L’éducation en péril
Le premier handicap concerne les inégalités sociales traditionnelles. Celles-ci se sont accrues ces dernières années et le domaine de l’éducation n’a pas échappé à cette tendance. Si le nombre d’élèves indiens scolarisés permet au pays de classer son système éducatif au second rang mondial en termes d’importance, on ne saurait faire abstraction du fait que la moitié d’entre eux abandonnent leurs études en cours de route. Ainsi, bien que le système éducatif ait fait des progrès considérables depuis l’indépendance du pays, l’application des réformes a été freinée par la persistance des discriminations liées au système des castes et des discriminations envers les femmes. En outre, la qualité de l’enseignement laisse grandement à désirer. Mais est-ce réellement étonnant dans un pays où l’on ne compte qu’un enseignant pour 61 élèves ? La conséquence logique d’une telle disproportion est, entre autres, un analphabétisme persistant. Quant au supérieur, seul 10 % des établissements sont en mesure d’offrir une formation de qualité rivalisant avec les écoles étrangères internationalement reconnues. Ainsi, l’Inde ne consacre pas assez de moyens à l’éducation des masses. Seuls 7 % d’une classe d’âge accèdent à l’enseignement supérieur. Des réformes urgentes sont ainsi nécessaires pour donner un nouveau souffle au système éducatif Indien.
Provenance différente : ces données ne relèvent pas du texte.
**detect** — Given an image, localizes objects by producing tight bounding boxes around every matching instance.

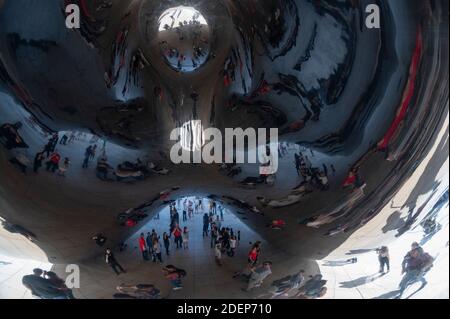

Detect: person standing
[163,232,170,256]
[105,248,126,276]
[89,144,97,160]
[145,232,156,261]
[214,243,222,266]
[152,238,162,263]
[172,224,183,249]
[203,213,209,237]
[83,145,92,168]
[58,157,70,177]
[181,226,189,249]
[46,151,61,173]
[138,233,148,260]
[228,235,237,257]
[59,134,69,145]
[211,224,219,248]
[376,246,390,273]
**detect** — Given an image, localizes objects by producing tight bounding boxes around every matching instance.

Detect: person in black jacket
[105,248,126,276]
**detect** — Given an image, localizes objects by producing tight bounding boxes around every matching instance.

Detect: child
[58,157,70,177]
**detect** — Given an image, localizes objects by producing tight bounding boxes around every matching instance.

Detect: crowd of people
[159,13,209,71]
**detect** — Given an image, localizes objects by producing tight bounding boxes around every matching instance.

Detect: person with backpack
[138,233,148,261]
[181,226,189,249]
[399,247,434,298]
[376,246,390,273]
[145,232,156,261]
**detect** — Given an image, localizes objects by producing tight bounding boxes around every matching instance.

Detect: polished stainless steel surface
[0,0,448,298]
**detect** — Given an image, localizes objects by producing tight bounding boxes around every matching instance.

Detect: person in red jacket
[46,151,61,173]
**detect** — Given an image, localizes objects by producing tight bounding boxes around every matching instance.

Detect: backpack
[177,268,187,278]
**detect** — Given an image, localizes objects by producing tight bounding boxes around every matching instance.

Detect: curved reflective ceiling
[0,0,448,298]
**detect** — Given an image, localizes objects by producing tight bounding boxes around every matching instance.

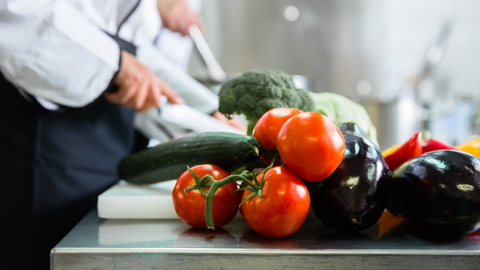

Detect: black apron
[0,7,147,269]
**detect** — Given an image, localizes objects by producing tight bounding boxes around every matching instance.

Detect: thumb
[157,78,185,104]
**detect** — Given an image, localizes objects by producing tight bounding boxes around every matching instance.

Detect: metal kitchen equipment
[51,211,480,270]
[188,24,227,82]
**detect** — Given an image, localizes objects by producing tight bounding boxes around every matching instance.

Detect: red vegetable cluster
[173,108,345,238]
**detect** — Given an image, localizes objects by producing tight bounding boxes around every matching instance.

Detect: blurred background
[188,0,480,149]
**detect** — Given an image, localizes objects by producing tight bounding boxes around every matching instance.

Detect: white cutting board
[97,180,178,219]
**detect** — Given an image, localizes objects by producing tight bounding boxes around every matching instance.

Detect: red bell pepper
[385,131,422,172]
[422,139,459,154]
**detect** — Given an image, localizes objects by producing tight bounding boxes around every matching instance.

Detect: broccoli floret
[218,69,315,134]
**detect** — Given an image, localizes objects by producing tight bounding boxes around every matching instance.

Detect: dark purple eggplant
[307,123,391,232]
[387,150,480,235]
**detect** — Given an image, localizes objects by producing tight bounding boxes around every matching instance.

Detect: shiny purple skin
[307,124,391,232]
[387,150,480,235]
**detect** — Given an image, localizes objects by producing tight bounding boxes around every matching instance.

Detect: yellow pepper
[382,144,402,157]
[457,137,480,158]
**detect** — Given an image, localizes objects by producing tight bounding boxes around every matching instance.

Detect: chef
[0,0,236,269]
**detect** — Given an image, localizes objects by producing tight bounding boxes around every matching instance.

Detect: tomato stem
[202,152,280,230]
[205,171,255,230]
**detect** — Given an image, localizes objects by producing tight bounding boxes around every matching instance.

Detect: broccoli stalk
[218,69,315,135]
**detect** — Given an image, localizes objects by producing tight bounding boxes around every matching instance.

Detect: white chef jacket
[0,0,218,113]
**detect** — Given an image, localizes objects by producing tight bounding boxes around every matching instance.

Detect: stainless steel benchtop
[51,210,480,270]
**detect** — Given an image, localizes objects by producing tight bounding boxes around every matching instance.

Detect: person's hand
[105,51,184,112]
[157,0,203,36]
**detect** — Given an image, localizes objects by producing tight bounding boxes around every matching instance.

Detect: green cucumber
[117,132,262,184]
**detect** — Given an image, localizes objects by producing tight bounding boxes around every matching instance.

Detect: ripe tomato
[241,166,310,238]
[172,164,241,228]
[277,112,345,182]
[252,108,302,149]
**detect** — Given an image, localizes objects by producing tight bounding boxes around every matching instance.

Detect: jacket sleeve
[0,0,120,107]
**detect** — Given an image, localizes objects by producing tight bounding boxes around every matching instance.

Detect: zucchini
[117,132,262,184]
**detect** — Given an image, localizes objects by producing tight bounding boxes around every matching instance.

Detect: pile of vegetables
[118,70,480,238]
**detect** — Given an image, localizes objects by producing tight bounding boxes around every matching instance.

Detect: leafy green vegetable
[309,92,378,145]
[218,69,314,134]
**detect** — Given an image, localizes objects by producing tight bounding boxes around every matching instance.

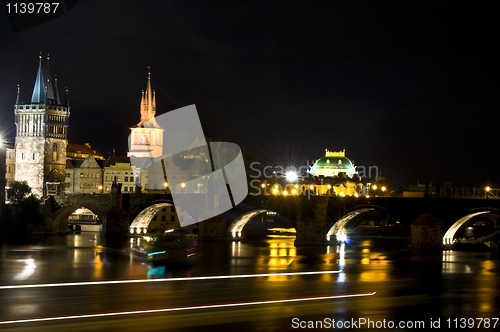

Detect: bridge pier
[410,213,443,250]
[295,196,329,247]
[198,216,229,242]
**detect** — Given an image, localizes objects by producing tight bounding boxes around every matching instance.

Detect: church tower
[127,67,163,158]
[14,55,70,197]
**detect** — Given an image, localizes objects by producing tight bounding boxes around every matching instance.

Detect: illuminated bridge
[49,193,500,245]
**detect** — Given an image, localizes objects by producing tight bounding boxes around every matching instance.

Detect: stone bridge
[49,189,500,245]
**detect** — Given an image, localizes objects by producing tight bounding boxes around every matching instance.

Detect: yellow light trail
[0,292,377,324]
[0,270,342,290]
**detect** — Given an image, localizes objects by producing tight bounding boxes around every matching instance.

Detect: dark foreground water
[0,233,500,331]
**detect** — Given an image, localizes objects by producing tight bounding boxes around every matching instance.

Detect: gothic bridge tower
[14,56,70,197]
[127,67,163,158]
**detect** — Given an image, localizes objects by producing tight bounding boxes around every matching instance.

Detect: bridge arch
[129,199,192,234]
[326,205,391,241]
[443,207,500,245]
[52,203,107,231]
[227,207,292,239]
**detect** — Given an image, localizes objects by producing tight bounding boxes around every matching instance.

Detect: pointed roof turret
[66,87,69,107]
[31,54,46,104]
[54,75,61,105]
[137,66,160,128]
[16,84,19,106]
[146,67,154,119]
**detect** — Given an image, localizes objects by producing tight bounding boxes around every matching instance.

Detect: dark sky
[0,0,500,187]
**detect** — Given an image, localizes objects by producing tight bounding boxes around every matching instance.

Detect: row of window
[106,176,134,182]
[106,171,139,176]
[66,173,100,178]
[21,152,40,161]
[105,186,135,193]
[64,182,100,188]
[153,215,183,222]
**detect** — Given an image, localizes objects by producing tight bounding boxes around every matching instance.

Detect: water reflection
[14,258,36,280]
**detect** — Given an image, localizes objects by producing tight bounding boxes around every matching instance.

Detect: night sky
[0,0,500,188]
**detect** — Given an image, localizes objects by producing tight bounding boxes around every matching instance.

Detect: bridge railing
[440,187,500,199]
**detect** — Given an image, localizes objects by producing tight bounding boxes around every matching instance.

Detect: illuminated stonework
[127,68,163,158]
[309,150,356,178]
[14,57,70,196]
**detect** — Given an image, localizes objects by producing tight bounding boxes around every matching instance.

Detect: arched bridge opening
[326,205,409,241]
[52,204,106,231]
[443,207,500,246]
[227,207,297,240]
[129,200,195,235]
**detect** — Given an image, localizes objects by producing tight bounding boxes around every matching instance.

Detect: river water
[0,232,500,330]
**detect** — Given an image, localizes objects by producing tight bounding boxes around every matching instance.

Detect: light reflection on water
[0,232,498,284]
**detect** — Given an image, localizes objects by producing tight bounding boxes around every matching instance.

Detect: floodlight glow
[286,171,298,181]
[339,233,347,242]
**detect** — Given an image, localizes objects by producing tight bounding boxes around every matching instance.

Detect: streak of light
[0,270,341,290]
[0,292,377,324]
[14,258,36,280]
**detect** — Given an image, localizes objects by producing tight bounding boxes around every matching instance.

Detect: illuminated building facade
[14,56,70,197]
[127,68,163,158]
[103,157,140,194]
[309,149,356,178]
[309,149,363,196]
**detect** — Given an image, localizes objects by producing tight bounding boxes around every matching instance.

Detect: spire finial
[16,84,20,106]
[65,87,69,108]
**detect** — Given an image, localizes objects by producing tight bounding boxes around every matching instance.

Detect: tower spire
[16,84,19,106]
[66,87,69,108]
[54,75,61,105]
[146,66,153,120]
[31,52,46,104]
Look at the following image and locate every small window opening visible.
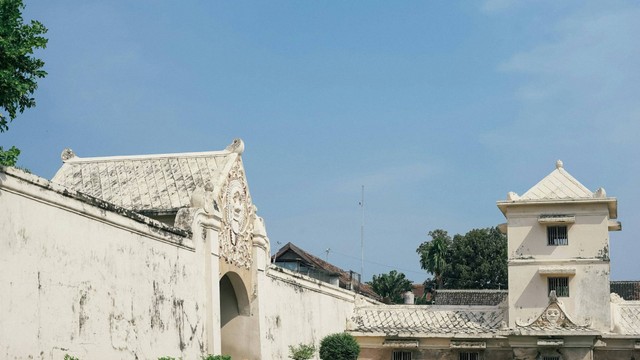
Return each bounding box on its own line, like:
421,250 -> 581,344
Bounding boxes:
547,226 -> 569,246
393,351 -> 411,360
548,277 -> 569,297
458,352 -> 480,360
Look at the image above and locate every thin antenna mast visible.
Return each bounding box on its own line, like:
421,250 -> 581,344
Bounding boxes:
360,185 -> 364,282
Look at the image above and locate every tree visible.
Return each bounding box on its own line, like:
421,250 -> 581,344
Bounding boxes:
416,229 -> 451,289
320,333 -> 360,360
0,0 -> 48,166
443,227 -> 508,289
367,270 -> 411,304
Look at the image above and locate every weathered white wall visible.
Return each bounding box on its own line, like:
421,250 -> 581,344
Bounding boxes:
0,170 -> 205,360
258,266 -> 376,360
506,202 -> 611,331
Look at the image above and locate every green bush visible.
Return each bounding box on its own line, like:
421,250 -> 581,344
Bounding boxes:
202,355 -> 231,360
289,344 -> 316,360
320,333 -> 360,360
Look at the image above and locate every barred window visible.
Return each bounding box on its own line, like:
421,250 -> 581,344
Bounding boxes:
458,352 -> 480,360
548,277 -> 569,297
393,351 -> 411,360
547,226 -> 569,246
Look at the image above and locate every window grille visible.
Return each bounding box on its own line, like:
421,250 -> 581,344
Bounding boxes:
458,352 -> 480,360
547,226 -> 569,246
393,351 -> 411,360
548,277 -> 569,297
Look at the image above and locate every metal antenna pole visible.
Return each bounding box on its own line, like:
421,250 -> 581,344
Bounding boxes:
360,185 -> 364,282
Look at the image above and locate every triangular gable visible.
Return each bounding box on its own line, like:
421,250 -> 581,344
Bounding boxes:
51,139 -> 244,212
518,160 -> 593,200
516,291 -> 591,331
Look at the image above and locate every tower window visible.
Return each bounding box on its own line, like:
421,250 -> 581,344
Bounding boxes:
547,226 -> 569,246
458,352 -> 480,360
548,277 -> 569,297
392,351 -> 411,360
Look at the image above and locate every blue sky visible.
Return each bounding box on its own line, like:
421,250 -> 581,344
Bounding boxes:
6,0 -> 640,282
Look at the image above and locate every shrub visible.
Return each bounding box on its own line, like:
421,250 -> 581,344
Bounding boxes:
202,354 -> 231,360
320,333 -> 360,360
289,344 -> 316,360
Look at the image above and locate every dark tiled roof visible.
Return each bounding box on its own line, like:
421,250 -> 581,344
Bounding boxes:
347,305 -> 505,336
611,281 -> 640,300
435,290 -> 509,306
274,243 -> 380,300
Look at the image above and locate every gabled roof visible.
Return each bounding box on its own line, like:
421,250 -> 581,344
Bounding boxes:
347,305 -> 506,337
497,160 -> 619,218
520,160 -> 593,200
434,290 -> 509,306
273,242 -> 380,300
51,139 -> 244,212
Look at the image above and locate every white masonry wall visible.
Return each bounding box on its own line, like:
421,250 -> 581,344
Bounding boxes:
259,266 -> 377,360
0,168 -> 205,360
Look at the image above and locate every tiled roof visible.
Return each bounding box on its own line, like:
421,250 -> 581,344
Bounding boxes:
274,242 -> 380,300
348,305 -> 505,336
616,301 -> 640,335
611,281 -> 640,300
51,148 -> 237,211
435,290 -> 509,306
518,161 -> 593,200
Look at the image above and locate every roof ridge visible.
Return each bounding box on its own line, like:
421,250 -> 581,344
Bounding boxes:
63,150 -> 233,163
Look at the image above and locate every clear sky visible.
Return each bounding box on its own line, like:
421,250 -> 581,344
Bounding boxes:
6,0 -> 640,282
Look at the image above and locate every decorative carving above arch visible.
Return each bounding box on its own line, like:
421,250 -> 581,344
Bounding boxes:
516,290 -> 591,330
219,158 -> 255,269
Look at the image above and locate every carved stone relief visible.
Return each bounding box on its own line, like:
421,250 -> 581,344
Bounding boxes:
219,159 -> 255,269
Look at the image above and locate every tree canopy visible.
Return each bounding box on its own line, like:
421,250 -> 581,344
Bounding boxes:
367,270 -> 411,304
416,228 -> 507,289
0,0 -> 47,166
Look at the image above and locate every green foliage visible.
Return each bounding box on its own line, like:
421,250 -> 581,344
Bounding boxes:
0,0 -> 47,132
320,333 -> 360,360
0,146 -> 20,166
416,229 -> 452,288
202,354 -> 231,360
443,227 -> 508,289
367,270 -> 411,304
289,344 -> 316,360
417,227 -> 507,289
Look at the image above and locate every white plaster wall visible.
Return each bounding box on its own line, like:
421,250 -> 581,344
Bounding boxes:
507,204 -> 609,260
0,172 -> 205,360
259,266 -> 367,360
507,203 -> 610,331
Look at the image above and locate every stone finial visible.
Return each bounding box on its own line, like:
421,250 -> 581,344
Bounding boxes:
593,188 -> 607,199
225,138 -> 244,155
507,191 -> 520,201
60,148 -> 76,162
Des réponses innovantes pour relever le défi éducatif
« L’Inde a un immense potentiel. Agir sur l’éducation induit le progrès à long terme d’une nation » a affirmé récemment Gordon Brown, envoyé spécial chargé de l’éducation auprès du secrétaire général de l’ONU Ban Ki-moon. En 2009, une loi avait déjà été votée sur le droit à l’éducation gratuite pour les enfants de 6 à 14 ans. En 2010, le Right to Education Act la complète en élargissant la tranche d’âge. L’Etat indien a donc assimilé l’importance de telles réformes éducatives. Mais celles-ci restent bien insuffisantes, ne s’attaquant pas de front à la qualité de la formation.
D’autre part, les prises d’initiative privées ne manquent pas et nous rassurent quant à l’évolution de la formation des Indiens. Depuis 2001, le projet Sarva Shiksha Abhiyan (« Éducation pour tous ») soutient les efforts déployés par le gouvernement pour réintégrer dans le système d’enseignement primaire 20 millions d’enfants non scolarisés, appartenant aux minorités du pays. D’autre part, une « éducation non formelle » a été mise en place en Inde dans les années 1970 pour faire face au principal problème éducatif qui est l’abandon de la scolarité au cours du primaire. Concrètement, des écoles, de tailles très diversifiées et s’adressant à des populations- cibles identifiables (filles, ruraux…), se sont multipliées en Inde, pouvant être créées par des particuliers, des familles, des associations, des ONG, des groupes religieux…
Les défis à relever sont donc nombreux en Inde, ce qui a conduit Anand Sharma, ministre du Commerce, à prôner l’optimisme : « l’Inde est une jeune nation. Croyez en l’Inde, il y a des millions et des millions d’opportunités à venir ».